En esa línea, aseguró que el país entró en una fase donde “la soberanía ya no reside en el pueblo, sino que fue transferida por usurpación a un espacio diferente”, y agregó que el poder se sostiene “ya no por el consenso, sino por el uso de la fuerza y el terror”.
El exalcalde planteó que la intervención de un actor extranjero modificó el equilibrio político interno. “Para romper el empate catastrófico interviene el centinela extranjero, pero no lo hace a favor de ninguna de las dos fuerzas; entendiendo que las dos fuerzas fueron derrotadas”, explicó.
A su juicio, esta dinámica dejó a los principales actores políticos venezolanos subordinados a factores externos.
“En este momento estamos en una circunstancia en que las dos fuerzas fundamentales de la polarización política quedaron subordinadas al centinela extranjero y ninguna de las dos fuerzas puede hacer política de manera autónoma porque quedaron tuteladas”, afirmó.
Para Barreto, Venezuela dejó de operar bajo un esquema tradicional de Estado soberano. “Es un territorio administrado y así es tratado. El centinela extranjero trata a los administradores de Venezuela como una fracción que tiene el control territorial de un sitio y con la que se entiende”, señaló.
Del chavismo al “madurismo descafeinado”
Durante la conversación, Barreto también analizó la evolución del chavismo tras la desaparición de Hugo Chávez y describió al madurismo como una transformación burocrática y autoritaria del proyecto original.
“Chávez terminó creando alrededor suyo una amalgama de intereses, de fuerzas, de poderes, unos secretos, unos ocultos, otros no ocultos, que cuando desaparece como figura emergen apropiándose del aparato de Estado y del modelo que Chávez había construido para utilizarlo para otros fines”, afirmó.
El exalcalde definió al madurismo como “la etapa burocrática, autoritaria, profundamente corrupta e ineficiente”, aunque aseguró que mantuvo elementos discursivos del chavismo original.
“Con el madurismo aparece el chavismo sin Chávez, remontando lo peor del chavismo, que lo tenía en su cierre”, expresó.
Barreto sostuvo además que el actual modelo combina elementos que considera contradictorios. “El madurismo logra condensar lo peor del capitalismo y lo peor de la izquierda autoritaria. El Estado policial, las instituciones y los poderes alrededor de un partido”, indicó.
Sobre la actual orientación política del Gobierno, habló de una nueva etapa a la que denominó “madurismo descafeinado”, caracterizada por un discurso más técnico y menos ideológico.

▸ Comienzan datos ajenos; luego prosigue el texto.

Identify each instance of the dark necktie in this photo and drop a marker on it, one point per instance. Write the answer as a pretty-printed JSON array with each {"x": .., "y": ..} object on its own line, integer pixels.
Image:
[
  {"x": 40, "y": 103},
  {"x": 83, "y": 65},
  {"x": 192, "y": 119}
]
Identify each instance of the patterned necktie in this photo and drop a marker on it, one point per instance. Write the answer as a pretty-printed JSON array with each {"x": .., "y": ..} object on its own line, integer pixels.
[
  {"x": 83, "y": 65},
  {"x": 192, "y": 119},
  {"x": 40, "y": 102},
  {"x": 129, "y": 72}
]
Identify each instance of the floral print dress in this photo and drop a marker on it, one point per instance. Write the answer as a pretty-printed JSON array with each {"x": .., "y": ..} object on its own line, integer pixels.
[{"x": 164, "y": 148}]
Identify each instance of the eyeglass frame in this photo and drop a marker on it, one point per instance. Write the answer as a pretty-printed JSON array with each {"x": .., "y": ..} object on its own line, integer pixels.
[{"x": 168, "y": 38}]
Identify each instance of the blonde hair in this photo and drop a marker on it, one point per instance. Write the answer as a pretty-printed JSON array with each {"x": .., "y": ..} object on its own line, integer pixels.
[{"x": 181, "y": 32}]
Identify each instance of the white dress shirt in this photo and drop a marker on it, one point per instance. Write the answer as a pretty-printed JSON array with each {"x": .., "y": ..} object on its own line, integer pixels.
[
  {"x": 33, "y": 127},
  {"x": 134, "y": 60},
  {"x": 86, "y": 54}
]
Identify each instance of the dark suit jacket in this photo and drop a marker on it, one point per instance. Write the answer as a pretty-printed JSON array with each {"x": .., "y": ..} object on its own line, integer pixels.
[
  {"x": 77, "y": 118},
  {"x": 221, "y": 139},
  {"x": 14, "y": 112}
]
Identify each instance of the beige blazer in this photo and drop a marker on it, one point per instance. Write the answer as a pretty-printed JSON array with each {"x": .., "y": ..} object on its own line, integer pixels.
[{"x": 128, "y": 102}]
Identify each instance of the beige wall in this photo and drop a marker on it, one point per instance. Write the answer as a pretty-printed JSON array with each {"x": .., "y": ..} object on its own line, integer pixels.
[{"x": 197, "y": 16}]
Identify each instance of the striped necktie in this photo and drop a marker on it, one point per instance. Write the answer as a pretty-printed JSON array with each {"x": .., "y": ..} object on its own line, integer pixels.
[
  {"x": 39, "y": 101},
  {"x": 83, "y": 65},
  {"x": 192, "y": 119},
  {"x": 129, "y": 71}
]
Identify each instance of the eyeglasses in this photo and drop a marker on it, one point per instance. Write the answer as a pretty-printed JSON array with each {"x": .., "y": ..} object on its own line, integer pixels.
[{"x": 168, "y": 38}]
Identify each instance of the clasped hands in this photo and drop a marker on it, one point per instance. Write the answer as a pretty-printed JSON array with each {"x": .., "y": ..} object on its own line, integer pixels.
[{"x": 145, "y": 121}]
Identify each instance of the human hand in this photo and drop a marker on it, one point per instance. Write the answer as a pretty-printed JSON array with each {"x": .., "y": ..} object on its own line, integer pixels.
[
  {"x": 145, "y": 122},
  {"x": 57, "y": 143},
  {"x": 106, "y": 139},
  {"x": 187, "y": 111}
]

“Se presenta como no ideológico, pero nada más ideológico que el discurso técnico. El discurso técnico siempre es una cobertura, una mascarada de la derecha neoliberal”, afirmó.

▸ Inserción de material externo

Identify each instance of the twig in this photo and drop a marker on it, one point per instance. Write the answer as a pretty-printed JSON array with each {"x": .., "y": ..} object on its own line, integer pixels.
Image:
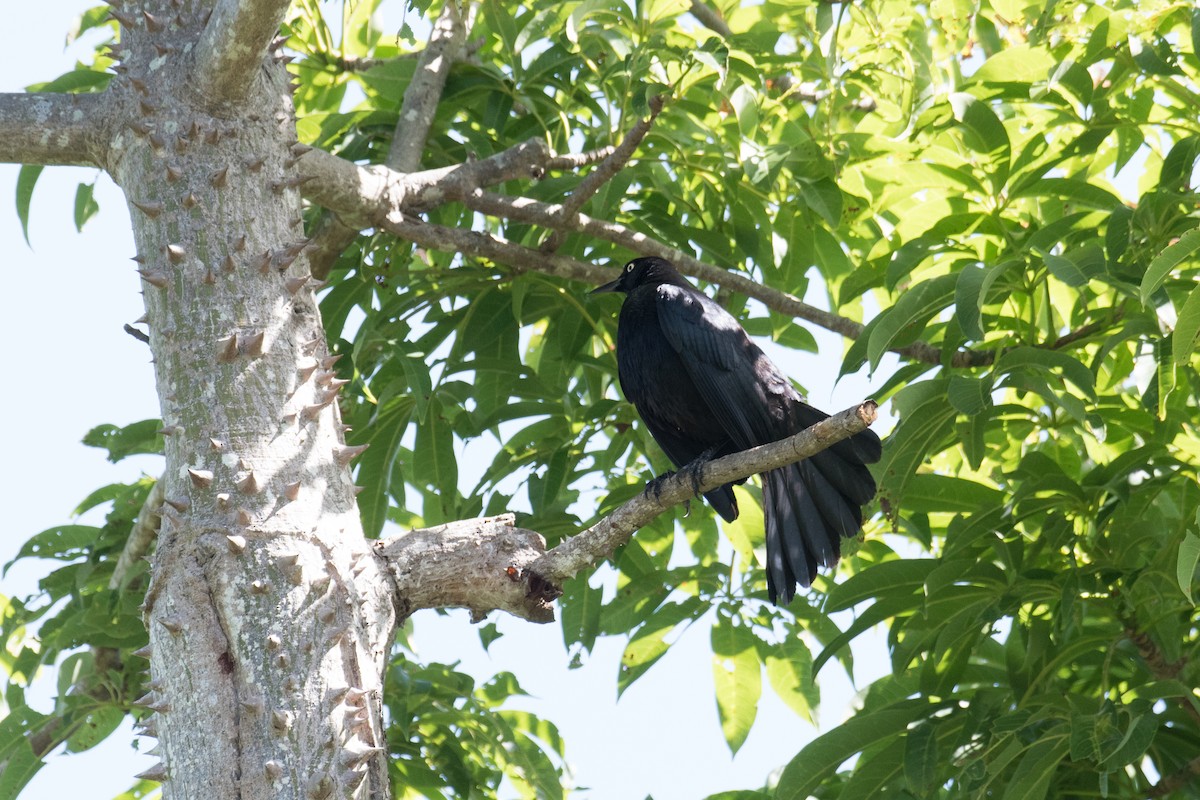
[
  {"x": 424, "y": 92},
  {"x": 574, "y": 161},
  {"x": 604, "y": 537},
  {"x": 481, "y": 245},
  {"x": 1176, "y": 780},
  {"x": 612, "y": 164},
  {"x": 545, "y": 214}
]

Según Barreto, esta nueva fase tiene una relación más directa con los intereses económicos internacionales. “Hablan del poder desde los negocios, desde las relaciones con el capital internacional”, señaló.
Finalmente, el exalcalde sostuvo que el sostenimiento del poder político actual responde, según su interpretación, a factores externos más que a legitimidad interna.
“Si no tienes la legitimidad para sostenerte en el poder y no tienes el relato para lograr la hegemonía, lo único que te sostiene es el favor del centinela extranjero”, concluyó.